7 smart habits for better brain health
Mind these tips to help keep your gray matter at its best
Your brain is a vital and multitalented marvel. You may not think of it as something you need to care for specifically. But there’s growing evidence that daily habits may help keep it healthy.
It’s not too early — or late
No matter your age, here are seven wise behaviors. Together, they can help boost and protect your brainpower — and may mean a healthier and happier future for you.
- Eat food for thought. Like your heart, your brain benefits from foods rich in nutrients. Enjoy a variety of vegetables, fruits, whole grains and unsalted nuts.
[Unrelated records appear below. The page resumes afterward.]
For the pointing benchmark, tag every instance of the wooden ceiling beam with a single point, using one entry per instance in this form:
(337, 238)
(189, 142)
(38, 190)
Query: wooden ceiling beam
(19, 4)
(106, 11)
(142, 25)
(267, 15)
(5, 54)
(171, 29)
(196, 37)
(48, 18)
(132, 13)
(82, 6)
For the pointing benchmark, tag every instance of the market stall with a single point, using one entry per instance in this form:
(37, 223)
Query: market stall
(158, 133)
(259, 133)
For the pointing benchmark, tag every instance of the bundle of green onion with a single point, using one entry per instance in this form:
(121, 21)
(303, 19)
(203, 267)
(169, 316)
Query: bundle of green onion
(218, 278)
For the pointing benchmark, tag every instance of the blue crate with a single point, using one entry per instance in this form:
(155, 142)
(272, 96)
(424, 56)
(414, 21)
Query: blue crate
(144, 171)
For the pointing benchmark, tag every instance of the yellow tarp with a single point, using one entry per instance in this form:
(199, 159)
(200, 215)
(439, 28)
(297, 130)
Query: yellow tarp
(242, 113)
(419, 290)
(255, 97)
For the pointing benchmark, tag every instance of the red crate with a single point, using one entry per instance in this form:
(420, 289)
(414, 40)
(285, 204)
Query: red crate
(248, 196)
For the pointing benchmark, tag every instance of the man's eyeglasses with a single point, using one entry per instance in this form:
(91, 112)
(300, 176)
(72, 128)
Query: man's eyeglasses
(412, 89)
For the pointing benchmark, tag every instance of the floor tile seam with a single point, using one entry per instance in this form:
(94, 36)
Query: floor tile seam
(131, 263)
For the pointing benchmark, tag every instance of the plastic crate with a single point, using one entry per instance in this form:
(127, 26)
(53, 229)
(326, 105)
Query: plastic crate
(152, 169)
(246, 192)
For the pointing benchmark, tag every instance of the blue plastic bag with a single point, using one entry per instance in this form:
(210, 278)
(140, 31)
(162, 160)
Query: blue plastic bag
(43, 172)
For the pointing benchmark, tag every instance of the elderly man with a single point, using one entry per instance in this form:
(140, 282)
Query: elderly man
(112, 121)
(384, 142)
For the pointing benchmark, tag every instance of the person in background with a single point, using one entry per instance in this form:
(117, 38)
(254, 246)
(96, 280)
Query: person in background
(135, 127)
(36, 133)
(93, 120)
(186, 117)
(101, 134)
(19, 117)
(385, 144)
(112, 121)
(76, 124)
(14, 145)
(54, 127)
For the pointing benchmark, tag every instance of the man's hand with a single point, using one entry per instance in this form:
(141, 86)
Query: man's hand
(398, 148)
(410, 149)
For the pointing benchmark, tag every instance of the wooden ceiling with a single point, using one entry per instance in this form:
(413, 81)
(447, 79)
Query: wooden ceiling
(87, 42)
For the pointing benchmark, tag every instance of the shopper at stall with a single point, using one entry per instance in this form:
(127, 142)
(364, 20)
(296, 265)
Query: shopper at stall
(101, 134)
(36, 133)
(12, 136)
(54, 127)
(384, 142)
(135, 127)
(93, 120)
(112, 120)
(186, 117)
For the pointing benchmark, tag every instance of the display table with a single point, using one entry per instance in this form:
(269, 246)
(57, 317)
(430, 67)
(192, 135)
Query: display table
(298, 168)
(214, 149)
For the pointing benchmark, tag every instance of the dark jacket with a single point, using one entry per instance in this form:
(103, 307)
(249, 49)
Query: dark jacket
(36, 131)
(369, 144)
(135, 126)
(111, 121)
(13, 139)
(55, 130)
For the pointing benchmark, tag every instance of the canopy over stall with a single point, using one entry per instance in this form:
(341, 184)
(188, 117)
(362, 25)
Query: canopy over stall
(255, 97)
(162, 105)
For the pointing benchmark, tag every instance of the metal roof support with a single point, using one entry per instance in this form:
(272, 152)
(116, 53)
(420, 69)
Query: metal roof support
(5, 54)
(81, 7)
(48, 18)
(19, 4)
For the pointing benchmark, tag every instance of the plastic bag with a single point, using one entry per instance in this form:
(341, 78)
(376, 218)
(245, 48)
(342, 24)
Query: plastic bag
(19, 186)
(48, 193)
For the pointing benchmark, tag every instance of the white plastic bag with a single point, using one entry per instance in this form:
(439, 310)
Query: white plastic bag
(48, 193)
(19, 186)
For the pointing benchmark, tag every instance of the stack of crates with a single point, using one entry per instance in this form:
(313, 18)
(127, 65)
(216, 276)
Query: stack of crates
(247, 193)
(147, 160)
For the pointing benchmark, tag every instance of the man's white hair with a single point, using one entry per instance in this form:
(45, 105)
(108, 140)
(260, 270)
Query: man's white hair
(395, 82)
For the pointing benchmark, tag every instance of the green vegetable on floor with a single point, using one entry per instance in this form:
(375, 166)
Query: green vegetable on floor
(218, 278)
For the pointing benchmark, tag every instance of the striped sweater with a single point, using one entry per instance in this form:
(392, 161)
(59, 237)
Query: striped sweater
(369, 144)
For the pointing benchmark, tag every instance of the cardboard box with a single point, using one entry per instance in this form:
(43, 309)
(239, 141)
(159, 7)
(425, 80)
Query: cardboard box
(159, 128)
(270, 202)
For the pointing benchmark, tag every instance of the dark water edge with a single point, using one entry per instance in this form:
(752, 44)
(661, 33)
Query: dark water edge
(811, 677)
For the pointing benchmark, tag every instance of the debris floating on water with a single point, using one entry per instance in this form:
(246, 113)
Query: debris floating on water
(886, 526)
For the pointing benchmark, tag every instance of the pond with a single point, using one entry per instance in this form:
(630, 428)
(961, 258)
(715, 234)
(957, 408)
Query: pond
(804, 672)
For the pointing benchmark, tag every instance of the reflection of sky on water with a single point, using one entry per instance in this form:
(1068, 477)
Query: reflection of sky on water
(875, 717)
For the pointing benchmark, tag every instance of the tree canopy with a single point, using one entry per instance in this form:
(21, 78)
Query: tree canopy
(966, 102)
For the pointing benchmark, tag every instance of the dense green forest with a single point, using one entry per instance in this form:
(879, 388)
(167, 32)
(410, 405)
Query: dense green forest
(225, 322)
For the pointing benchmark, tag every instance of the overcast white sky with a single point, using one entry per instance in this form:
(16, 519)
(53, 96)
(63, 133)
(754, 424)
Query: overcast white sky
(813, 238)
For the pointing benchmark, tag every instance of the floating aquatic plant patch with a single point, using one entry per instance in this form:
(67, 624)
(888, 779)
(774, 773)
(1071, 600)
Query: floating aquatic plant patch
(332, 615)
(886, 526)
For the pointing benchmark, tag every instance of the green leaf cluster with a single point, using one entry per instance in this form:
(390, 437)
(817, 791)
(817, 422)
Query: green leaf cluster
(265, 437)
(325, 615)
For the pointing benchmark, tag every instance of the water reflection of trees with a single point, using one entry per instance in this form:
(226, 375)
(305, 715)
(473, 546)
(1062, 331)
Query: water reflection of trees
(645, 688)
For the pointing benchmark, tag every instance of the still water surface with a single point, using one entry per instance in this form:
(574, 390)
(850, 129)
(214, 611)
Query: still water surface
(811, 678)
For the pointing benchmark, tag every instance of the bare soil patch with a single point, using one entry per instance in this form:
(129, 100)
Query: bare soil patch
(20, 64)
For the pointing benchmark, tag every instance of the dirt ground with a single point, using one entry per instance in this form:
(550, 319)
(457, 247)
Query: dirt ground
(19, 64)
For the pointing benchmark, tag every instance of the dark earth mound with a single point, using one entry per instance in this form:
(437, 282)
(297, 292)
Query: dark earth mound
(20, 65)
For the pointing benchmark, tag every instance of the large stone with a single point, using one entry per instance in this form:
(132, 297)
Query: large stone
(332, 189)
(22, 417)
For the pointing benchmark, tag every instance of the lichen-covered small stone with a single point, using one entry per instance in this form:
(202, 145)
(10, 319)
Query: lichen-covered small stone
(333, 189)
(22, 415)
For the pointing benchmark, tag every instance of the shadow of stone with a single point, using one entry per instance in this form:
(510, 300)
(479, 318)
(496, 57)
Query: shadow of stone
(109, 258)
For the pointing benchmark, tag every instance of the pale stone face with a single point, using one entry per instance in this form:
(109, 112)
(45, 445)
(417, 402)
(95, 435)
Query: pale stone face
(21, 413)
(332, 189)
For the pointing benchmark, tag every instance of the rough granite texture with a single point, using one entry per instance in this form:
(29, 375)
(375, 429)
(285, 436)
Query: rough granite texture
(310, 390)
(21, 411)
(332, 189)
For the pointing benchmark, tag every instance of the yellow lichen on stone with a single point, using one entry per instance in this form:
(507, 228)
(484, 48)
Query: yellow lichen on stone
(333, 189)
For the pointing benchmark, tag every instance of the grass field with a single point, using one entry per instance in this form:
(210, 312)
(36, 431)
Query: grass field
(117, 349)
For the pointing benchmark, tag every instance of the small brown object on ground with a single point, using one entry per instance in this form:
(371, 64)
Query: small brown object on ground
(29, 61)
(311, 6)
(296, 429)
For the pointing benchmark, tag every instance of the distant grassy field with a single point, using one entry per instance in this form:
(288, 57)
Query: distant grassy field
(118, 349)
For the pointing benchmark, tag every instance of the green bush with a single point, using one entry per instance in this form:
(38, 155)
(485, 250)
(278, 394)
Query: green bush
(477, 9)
Want a specific diet for both better heart and brain health? Consider one of these sound options: the DASH eating plan and the Mediterranean diet.
Bonus brainy fact: Omega-3 fatty acids may play a role in brain health. Good food sources include salmon, walnuts and flaxseed oil.
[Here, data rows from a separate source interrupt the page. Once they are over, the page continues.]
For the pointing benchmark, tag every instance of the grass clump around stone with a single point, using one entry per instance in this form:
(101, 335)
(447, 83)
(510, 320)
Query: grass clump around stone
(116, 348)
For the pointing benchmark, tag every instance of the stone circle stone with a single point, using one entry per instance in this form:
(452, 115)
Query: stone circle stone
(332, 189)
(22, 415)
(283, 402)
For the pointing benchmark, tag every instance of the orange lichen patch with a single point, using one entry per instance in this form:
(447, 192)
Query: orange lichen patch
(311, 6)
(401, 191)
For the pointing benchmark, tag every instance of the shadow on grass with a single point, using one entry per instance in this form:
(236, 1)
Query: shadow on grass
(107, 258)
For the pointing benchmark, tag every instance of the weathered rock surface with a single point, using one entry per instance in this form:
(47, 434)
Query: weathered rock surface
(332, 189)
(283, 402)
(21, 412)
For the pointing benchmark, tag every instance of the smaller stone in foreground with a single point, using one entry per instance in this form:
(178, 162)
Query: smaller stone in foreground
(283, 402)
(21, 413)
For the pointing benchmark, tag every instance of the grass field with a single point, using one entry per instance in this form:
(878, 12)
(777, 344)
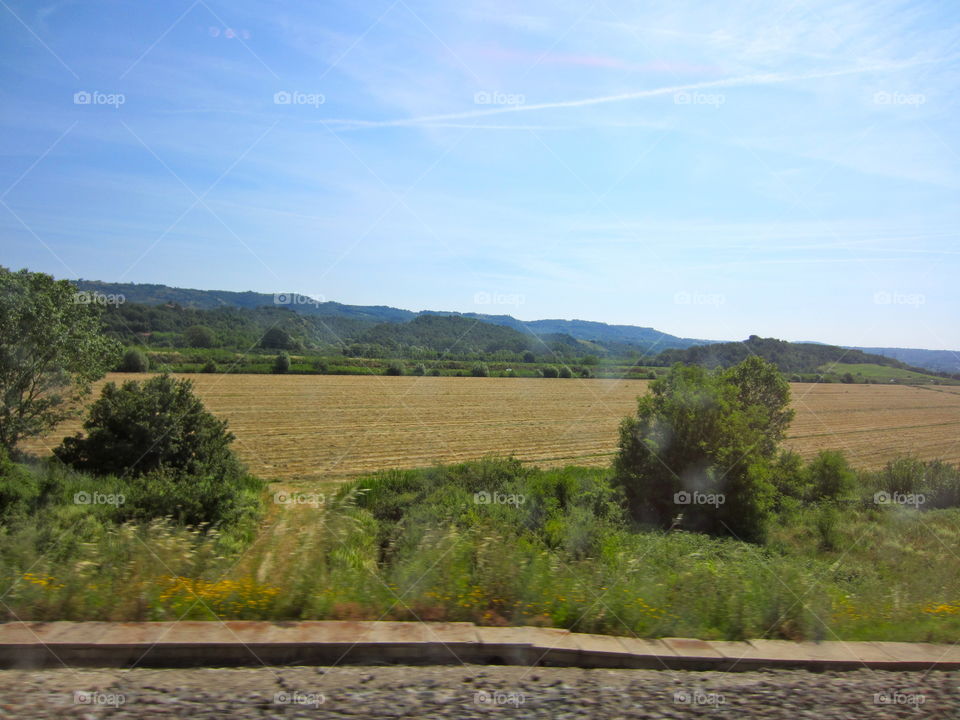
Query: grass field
(323, 427)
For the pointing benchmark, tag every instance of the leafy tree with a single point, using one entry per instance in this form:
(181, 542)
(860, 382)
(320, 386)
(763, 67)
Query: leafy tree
(199, 336)
(134, 360)
(700, 451)
(281, 363)
(277, 339)
(175, 454)
(51, 351)
(830, 477)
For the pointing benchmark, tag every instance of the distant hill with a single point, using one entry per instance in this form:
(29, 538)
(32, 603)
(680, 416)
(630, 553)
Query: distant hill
(937, 360)
(613, 337)
(789, 357)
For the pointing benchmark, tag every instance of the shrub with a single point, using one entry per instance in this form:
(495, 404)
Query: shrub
(199, 336)
(175, 453)
(281, 363)
(134, 361)
(700, 450)
(829, 476)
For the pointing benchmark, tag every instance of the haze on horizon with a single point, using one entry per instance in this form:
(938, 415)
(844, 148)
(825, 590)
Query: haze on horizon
(786, 171)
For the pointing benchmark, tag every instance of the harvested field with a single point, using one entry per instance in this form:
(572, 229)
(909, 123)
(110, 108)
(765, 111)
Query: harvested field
(327, 427)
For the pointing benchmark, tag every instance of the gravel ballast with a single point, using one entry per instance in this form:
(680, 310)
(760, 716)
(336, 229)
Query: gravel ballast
(474, 692)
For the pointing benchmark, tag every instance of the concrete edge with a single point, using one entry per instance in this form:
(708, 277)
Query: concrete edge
(25, 645)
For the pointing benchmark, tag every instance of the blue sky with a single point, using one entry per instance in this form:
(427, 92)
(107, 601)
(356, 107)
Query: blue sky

- Pump it up. Aerobic activity gets your heart pumping.* That sends more nourishing blood throughout the body, including to your head. This may benefit brain cells — and help preserve thinking skills as we age.
- Know your numbers. Health conditions that harm your heart may also raise your risk for dementia. These include high cholesterol, blood pressure and blood sugar. Talk with your doctor about what your numbers should be and how you can get there.**
- Keep it fired up. Be a lifelong learner. Enroll in a class at your community college. Explore a new language, craft or artistic skill. Engage your mind with crosswords or jigsaw puzzles.
Bonus brainy fact: Regularly challenging your mind may provide short- and long-term benefits for your brainpower.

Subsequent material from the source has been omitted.